Is openCypher The Main Portal For Graph Prime Time?
Emil Eifrem of Neo Technology explains how graph databases no longer just offer developers great database design – they also have their own “SQL”
Graph database approaches based on NoSQL are making a great contribution to business, as they are so good at managing the burgeoning amounts of unstructured data being collected by brands – connected data. And as the volume, velocity and variety of data increases, the network of relationships connecting data is growing even faster.
That’s a problem for older ways of working with data in commercial data processing, as relational (SQL) databases are designed for tabular data, with a consistent structure and a fixed schema. In fact, RDBMS works best for problems that are well defined at the outset: trying to answer queries about data relationships (e.g. a product recommendations engine, a social graph or the connections involved in uncovering fraud) with a relational database involves numerous JOINs between database tables.
The reality is that, despite their name, relational databases do not store relationships between data elements and so are not well suited for today’s highly connected data challenges. However, one clear advantage relational software holds over its NoSQL peers is SQL, i.e. that universal query language known far and wide adoption and which is the pre-eminent data query language in the minds of IT, analysts and business users to access database information.
What’s more, SQL and relational software grew up together and have had a successful working partnership for more than 35 years. The accessibility of SQL was probably one of the biggest factors in the rise of relational over its then-dominant network data format rivals.
Recall, in the 1980s when we had the “database wars” the original relational database players had their own individual query languages. But as relational databases were on the cusp of mainstream adoption, the major industry players all coalesced around SQL – and that’s exactly where we are with graphs today.

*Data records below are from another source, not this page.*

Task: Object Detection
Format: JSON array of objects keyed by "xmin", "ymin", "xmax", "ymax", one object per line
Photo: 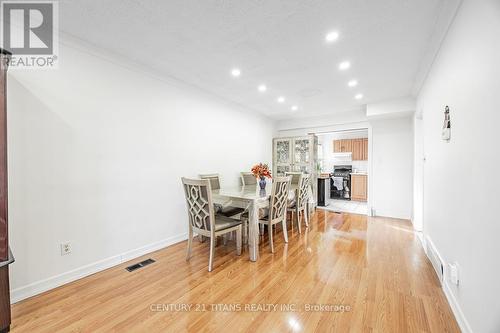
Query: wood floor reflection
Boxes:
[{"xmin": 12, "ymin": 210, "xmax": 459, "ymax": 332}]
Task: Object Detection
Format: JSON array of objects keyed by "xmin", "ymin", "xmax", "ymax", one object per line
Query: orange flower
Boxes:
[{"xmin": 252, "ymin": 163, "xmax": 272, "ymax": 178}]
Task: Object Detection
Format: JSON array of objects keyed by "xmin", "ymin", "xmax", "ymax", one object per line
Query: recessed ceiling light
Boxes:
[
  {"xmin": 339, "ymin": 61, "xmax": 351, "ymax": 71},
  {"xmin": 347, "ymin": 80, "xmax": 358, "ymax": 87},
  {"xmin": 231, "ymin": 68, "xmax": 241, "ymax": 77},
  {"xmin": 325, "ymin": 31, "xmax": 339, "ymax": 43}
]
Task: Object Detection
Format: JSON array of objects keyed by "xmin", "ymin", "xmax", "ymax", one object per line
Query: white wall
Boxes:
[
  {"xmin": 370, "ymin": 117, "xmax": 413, "ymax": 219},
  {"xmin": 276, "ymin": 109, "xmax": 368, "ymax": 137},
  {"xmin": 417, "ymin": 0, "xmax": 500, "ymax": 332},
  {"xmin": 8, "ymin": 38, "xmax": 274, "ymax": 300}
]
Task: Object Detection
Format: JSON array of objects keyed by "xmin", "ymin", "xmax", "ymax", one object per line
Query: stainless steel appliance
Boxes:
[{"xmin": 330, "ymin": 165, "xmax": 352, "ymax": 200}]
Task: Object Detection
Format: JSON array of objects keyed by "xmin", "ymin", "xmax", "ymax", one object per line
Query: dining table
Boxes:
[{"xmin": 212, "ymin": 183, "xmax": 312, "ymax": 261}]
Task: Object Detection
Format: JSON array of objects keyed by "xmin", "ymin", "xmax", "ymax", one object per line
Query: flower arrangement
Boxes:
[{"xmin": 252, "ymin": 163, "xmax": 273, "ymax": 179}]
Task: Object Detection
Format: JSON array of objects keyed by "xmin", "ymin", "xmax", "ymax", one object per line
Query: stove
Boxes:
[{"xmin": 330, "ymin": 165, "xmax": 352, "ymax": 200}]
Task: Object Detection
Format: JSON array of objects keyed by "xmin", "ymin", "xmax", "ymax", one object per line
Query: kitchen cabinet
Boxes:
[
  {"xmin": 273, "ymin": 135, "xmax": 318, "ymax": 206},
  {"xmin": 333, "ymin": 138, "xmax": 368, "ymax": 161},
  {"xmin": 351, "ymin": 174, "xmax": 368, "ymax": 201},
  {"xmin": 333, "ymin": 140, "xmax": 342, "ymax": 153},
  {"xmin": 352, "ymin": 139, "xmax": 363, "ymax": 161}
]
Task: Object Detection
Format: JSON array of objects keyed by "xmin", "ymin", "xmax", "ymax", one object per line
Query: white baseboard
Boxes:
[
  {"xmin": 419, "ymin": 235, "xmax": 472, "ymax": 333},
  {"xmin": 10, "ymin": 233, "xmax": 187, "ymax": 304},
  {"xmin": 443, "ymin": 279, "xmax": 472, "ymax": 333}
]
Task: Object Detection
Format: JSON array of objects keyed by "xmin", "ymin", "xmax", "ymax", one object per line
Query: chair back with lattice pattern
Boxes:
[
  {"xmin": 269, "ymin": 177, "xmax": 290, "ymax": 223},
  {"xmin": 182, "ymin": 178, "xmax": 215, "ymax": 231},
  {"xmin": 200, "ymin": 173, "xmax": 220, "ymax": 190},
  {"xmin": 241, "ymin": 172, "xmax": 257, "ymax": 185},
  {"xmin": 297, "ymin": 173, "xmax": 311, "ymax": 209},
  {"xmin": 285, "ymin": 171, "xmax": 302, "ymax": 185}
]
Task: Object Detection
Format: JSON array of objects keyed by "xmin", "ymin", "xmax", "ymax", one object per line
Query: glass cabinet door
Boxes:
[
  {"xmin": 274, "ymin": 139, "xmax": 293, "ymax": 177},
  {"xmin": 293, "ymin": 137, "xmax": 312, "ymax": 173}
]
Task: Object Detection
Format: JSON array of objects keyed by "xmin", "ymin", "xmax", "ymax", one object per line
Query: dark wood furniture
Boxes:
[{"xmin": 0, "ymin": 48, "xmax": 14, "ymax": 333}]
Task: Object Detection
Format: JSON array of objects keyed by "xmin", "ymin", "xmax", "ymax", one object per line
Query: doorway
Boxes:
[{"xmin": 315, "ymin": 128, "xmax": 369, "ymax": 215}]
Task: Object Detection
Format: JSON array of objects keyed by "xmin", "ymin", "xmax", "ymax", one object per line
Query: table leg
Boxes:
[{"xmin": 248, "ymin": 201, "xmax": 259, "ymax": 261}]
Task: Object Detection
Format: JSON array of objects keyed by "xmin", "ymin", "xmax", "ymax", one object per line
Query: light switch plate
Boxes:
[{"xmin": 448, "ymin": 263, "xmax": 459, "ymax": 286}]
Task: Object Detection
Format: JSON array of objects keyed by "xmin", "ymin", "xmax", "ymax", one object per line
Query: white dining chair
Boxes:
[
  {"xmin": 285, "ymin": 171, "xmax": 302, "ymax": 185},
  {"xmin": 182, "ymin": 178, "xmax": 242, "ymax": 272},
  {"xmin": 200, "ymin": 173, "xmax": 245, "ymax": 217},
  {"xmin": 259, "ymin": 177, "xmax": 290, "ymax": 253},
  {"xmin": 287, "ymin": 173, "xmax": 311, "ymax": 234}
]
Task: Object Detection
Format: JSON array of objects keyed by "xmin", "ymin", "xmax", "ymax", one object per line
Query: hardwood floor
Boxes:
[{"xmin": 11, "ymin": 210, "xmax": 459, "ymax": 332}]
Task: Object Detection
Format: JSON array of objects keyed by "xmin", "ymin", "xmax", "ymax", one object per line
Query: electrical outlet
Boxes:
[
  {"xmin": 61, "ymin": 242, "xmax": 71, "ymax": 256},
  {"xmin": 448, "ymin": 263, "xmax": 459, "ymax": 286}
]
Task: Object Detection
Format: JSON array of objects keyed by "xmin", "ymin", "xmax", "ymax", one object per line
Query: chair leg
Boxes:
[
  {"xmin": 208, "ymin": 236, "xmax": 215, "ymax": 272},
  {"xmin": 236, "ymin": 225, "xmax": 241, "ymax": 256},
  {"xmin": 304, "ymin": 208, "xmax": 309, "ymax": 227},
  {"xmin": 242, "ymin": 219, "xmax": 248, "ymax": 244},
  {"xmin": 186, "ymin": 227, "xmax": 193, "ymax": 261},
  {"xmin": 281, "ymin": 218, "xmax": 288, "ymax": 243},
  {"xmin": 295, "ymin": 208, "xmax": 302, "ymax": 234},
  {"xmin": 267, "ymin": 224, "xmax": 274, "ymax": 253}
]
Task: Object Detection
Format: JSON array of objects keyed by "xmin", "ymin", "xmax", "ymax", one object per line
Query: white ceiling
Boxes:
[{"xmin": 60, "ymin": 0, "xmax": 445, "ymax": 119}]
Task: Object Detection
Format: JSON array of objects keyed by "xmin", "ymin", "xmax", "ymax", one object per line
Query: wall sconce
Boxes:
[{"xmin": 441, "ymin": 105, "xmax": 451, "ymax": 142}]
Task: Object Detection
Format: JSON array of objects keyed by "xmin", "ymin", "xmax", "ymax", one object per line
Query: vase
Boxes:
[{"xmin": 259, "ymin": 177, "xmax": 266, "ymax": 190}]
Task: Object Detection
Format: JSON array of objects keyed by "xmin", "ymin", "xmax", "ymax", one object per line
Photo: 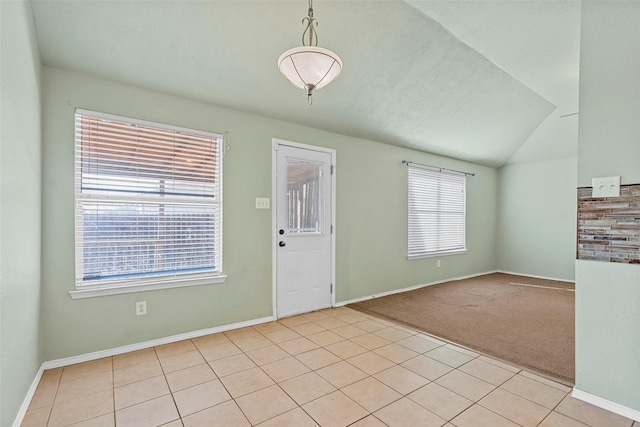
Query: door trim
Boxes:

So, up until this juncture, graph databases offered great database design, but there has been no universal query support, which would be the key to broader market adoption. After all, when it comes to actually using a database, every developer, architect and business stakeholder needs a concrete mechanism for creating, manipulating and querying the data it holds.
There may be a seismic shift about to happen that will alter this picture radically. Step forward the openCypher project, a shared graph query language – agnostic of vendor or platform – that many of us believe will be a huge benefit to both vendors and users.
A high-quality query language that has broad adoption, Cypher is the best hope we have in the graph space of a SQL-like common language to help grow the space, as well as encouraging healthy graph supplier competition (another advantage to users).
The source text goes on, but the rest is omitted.